A French Opéra comique, “Carmen” is also based on the novella of the same title by Prosper Mérimée that was first published in 1845. According to historians, the opera premiered in Paris in 1875 and the opening run was denounced by the majority of critics.
Set in southern Spain, it tells the story of the downfall of Don José, a naïve soldier who is seduced by Carmen. José abandons his childhood sweetheart and deserts from his military duties, yet loses Carmen’s love to Escamillo, a matador. Jose ultimately kills Carmen in a fit of jealousy.
Historians say Bizet died of a heart attack at 36 in 1875, never knowing how popular Carmen would become.
The more recent escalation in school violence and relational aggression among teens led Philip to believe the time was right to bring “Carmen” to the stage and into communities as a vehicle for dialogue around sensitive topics.

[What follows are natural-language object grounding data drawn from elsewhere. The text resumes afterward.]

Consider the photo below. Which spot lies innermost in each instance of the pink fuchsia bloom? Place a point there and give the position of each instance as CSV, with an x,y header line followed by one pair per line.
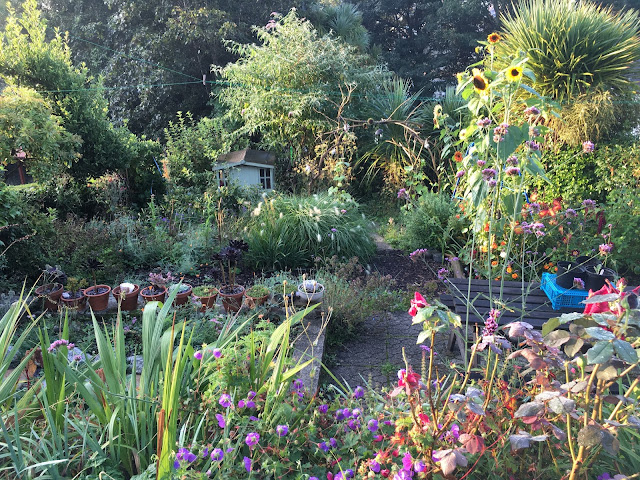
x,y
417,302
252,439
588,147
605,248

“I was tired of town hall meetings and community conversations after an incident,” Philip said. “Teenagers are being beat up, bullied and even killed over a break up. We have to find a way to get out in front of this problem.”
“Voices of Carmen” is my attempt to create an avenue for youth voices to be heard and for communities to listen. Young people face a lot of pressures, stress, fear and are shamed every day. How can we help them deal with it and know they are not alone?”
Phillip has updated the work and rewritten much of the script. “Voices of Carmen,” has a youth council of students who advise Philip on school climate, music styles, themes and relevance of the work.
Contemporary arrangements of the music by Bizet along with eight originals songs written and arrangement by CJay in collaboration with her husband and music producer Winston Philip range from R&B to Pop and Hip-Hop.
Citywide auditions are scheduled from March 2 to March 4 for youth ages 14-21 and the show premieres July 31, 2019 at the Baltimore School for the Arts (BSA). The show will also be presented on the Kennedy Center Millennium Stage on August 3, 2019.
“Voices of Carmen” music is available free on Sound Cloud for students to learn and prepare for the citywide auditions in March. Once selected for a role, students will record an original cast album before the start of “Camp Carmen” on July 8, 2019 at the BSA.